This is the third post in a series here on Howlin’ T-Wolf ranking the Timberwolves roster player-by-player. Ideally, Derek, Tom or Jonah will post a new player everyday for 13 days. As always, you can follow Jonah (@howlintwolf) Derek (@DerekJamesNBA) and Tom (@Tom_NBA) on Twitter as well. Be sure to join in the fun/discussion using #TwolfRank.
First, let’s get this out of the way: It’s spelled A-L-E-X-E-Y. Not Alexy, or Aleksy. Even his last name is S-H-V-E-D, not Sheved. As an experienced copy writer already, name misspellings bother me — like finger nails digging into a chalk board.
Misspelling his name is a bigger mistake than you might know now, however. Because if Shved seamlessly transitions from the Euro game to the NBA just like Ricky Rubio was able to accomplish, than Shved has the talent to become a big name you’ll never want to misspell again.
As it stands right now, Shved is not a top-10 player on the Timberwolves for a couple of obvious reasons.
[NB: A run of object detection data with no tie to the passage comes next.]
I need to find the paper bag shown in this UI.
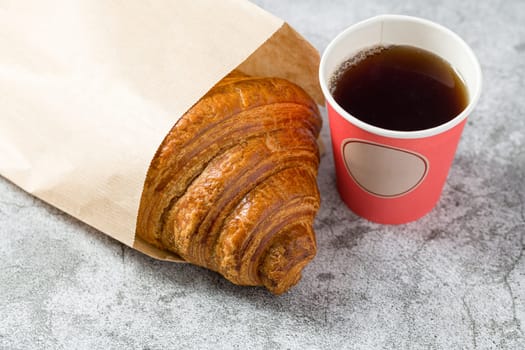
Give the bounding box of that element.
[0,0,322,261]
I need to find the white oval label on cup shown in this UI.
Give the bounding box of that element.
[341,139,428,197]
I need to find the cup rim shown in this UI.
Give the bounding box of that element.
[319,14,482,139]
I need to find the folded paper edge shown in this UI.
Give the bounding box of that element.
[131,21,325,263]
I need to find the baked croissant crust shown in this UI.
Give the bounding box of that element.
[137,72,321,294]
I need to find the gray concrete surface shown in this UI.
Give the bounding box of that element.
[0,0,525,349]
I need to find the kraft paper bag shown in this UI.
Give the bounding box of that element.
[0,0,322,261]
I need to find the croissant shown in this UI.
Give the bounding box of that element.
[137,72,321,294]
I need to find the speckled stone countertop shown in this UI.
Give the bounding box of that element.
[0,0,525,349]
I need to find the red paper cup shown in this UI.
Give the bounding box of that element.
[319,15,482,224]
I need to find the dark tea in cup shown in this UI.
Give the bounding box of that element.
[330,45,468,131]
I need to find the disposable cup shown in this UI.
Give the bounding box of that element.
[319,15,482,224]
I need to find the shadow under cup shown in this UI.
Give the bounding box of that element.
[319,15,481,224]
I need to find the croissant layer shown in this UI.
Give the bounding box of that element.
[137,72,321,294]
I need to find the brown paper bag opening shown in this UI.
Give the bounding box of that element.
[0,0,323,261]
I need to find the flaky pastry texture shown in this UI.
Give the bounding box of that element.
[137,72,321,294]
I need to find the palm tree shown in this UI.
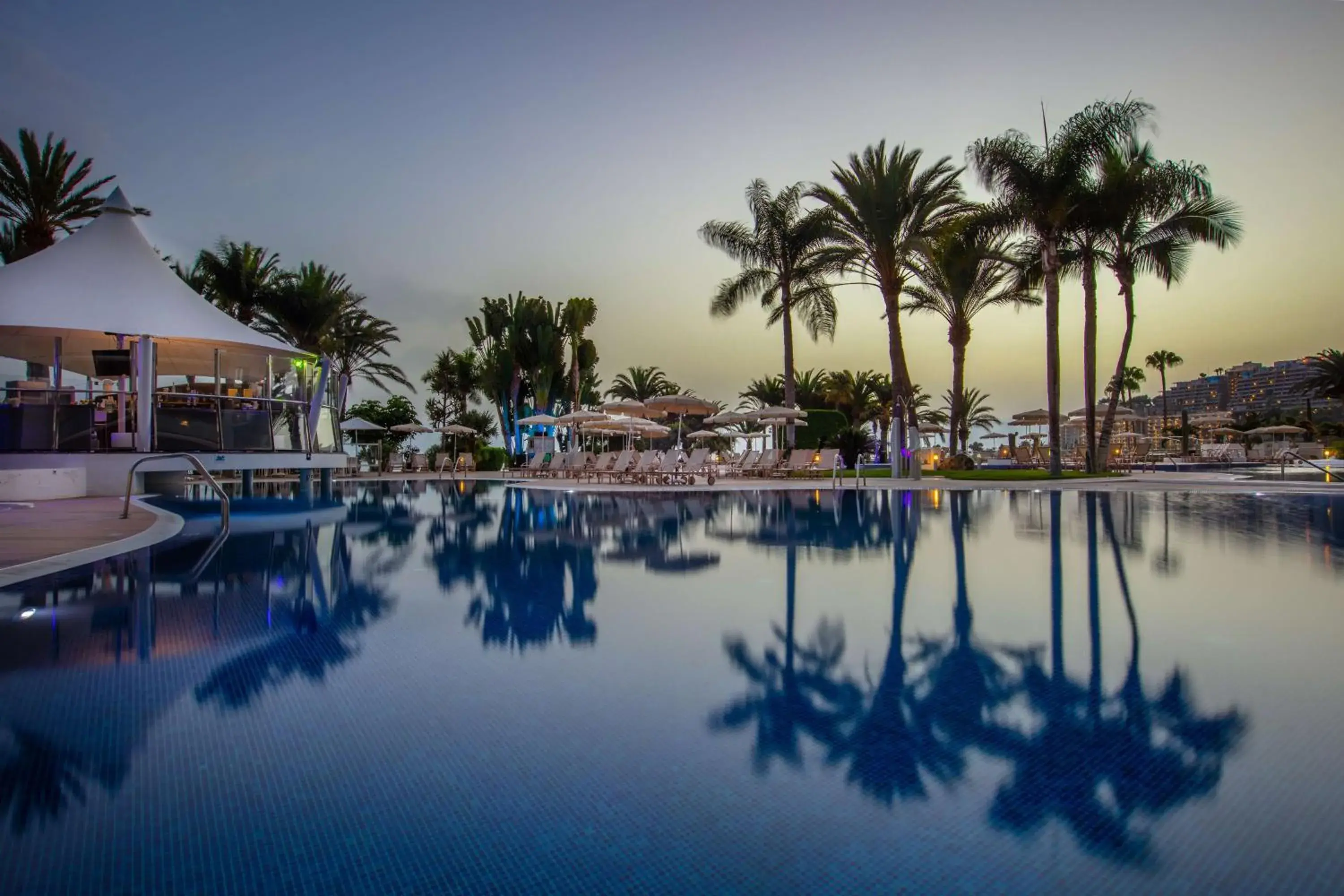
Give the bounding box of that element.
[0,129,112,262]
[793,367,831,407]
[194,239,285,327]
[254,262,358,355]
[825,371,879,426]
[560,298,597,411]
[700,177,836,448]
[606,367,681,402]
[902,218,1040,446]
[1302,348,1344,399]
[942,388,1003,452]
[809,140,962,478]
[323,303,415,415]
[1097,138,1242,470]
[966,99,1152,475]
[1144,348,1185,435]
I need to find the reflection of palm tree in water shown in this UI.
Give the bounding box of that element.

One of them being his background. Sprouting as a talented young gunner in the Russian league, making that hop across the Pacific to the NBA won’t be easy. For one, he barely knows a lick of English. During his phone conference to announce the signing a week before the Olympics started, his agent had to translate back-and-forth for him. Secondly, the way Shved plays can be both scintillating and horribly frustrating. He plays with a lot of the same flash and swagger that Rubio does but isn’t always able to control it. He forces passes which lead to turnovers and he can toss up some pretty bad, contested jumpers instead of creating something else.
All negatives aside, Shved possesses a special type of game that could very well flourish in the NBA. He’s quick and limber with above-average ball-handling skills. He’ll easily be able to play both guard spots and has special skills to exceed at both — he is very diplomatic with his decision making off pick ‘n’ rolls, which makes him a solid backup point guard option and he has a great pull-up jumper and outside shot, which makes him a great option at the 2-guard.
If there was any coach that could hone in on Shved’s strengths and teach and discipline his weaknesses it would be Rick Adelman. Shved seems coachable enough — this is where the Rubio comparisons don’t match up at all — but he does seem to struggle with his own hype, or at least gets caught up in it too much. His
cockiness, no, confidence translates well to the NBA but you have to harness it. A lot of these players that grew up playing in the grind parks around the country like Rucker won’t take crap from a scrawny Russian.
The first step for Shved is to realize he’s not the go-to guy — yet. Instead, if he approaches camp with an open mind and a team-first mentality — I believe AK47 can help with this — then he’ll be on the right foot. Be coachable and be confident instead of stubborn and cocky. There’s a huge difference.
Think of Stephon Marbury. Shved and Marbury share a lot of the same qualities on and off the court. They love to shoot and make plays and do a swell job of mixing it up. Off the court, they love the fame and attention that the NBA game can bring a player. But if you let your head get in the way of your development, you can find your way out of the league and playing in China much sooner than you should be.
Shved can’t let that happen. More importantly, Adelman can’t let that happen. Both Kahn and Adelman understand how special Shved can be. Adelman most likely knows how best to harness that talent and develop a fully functioning product. But it all comes down to Shved’s first two years in the league and his mental approach. At only 23, he has time to learn and study. Then, by the middle of his second year, I hope, he’ll be able to burst into the Wolves’ young core as the starting shooting guard. Only time will tell.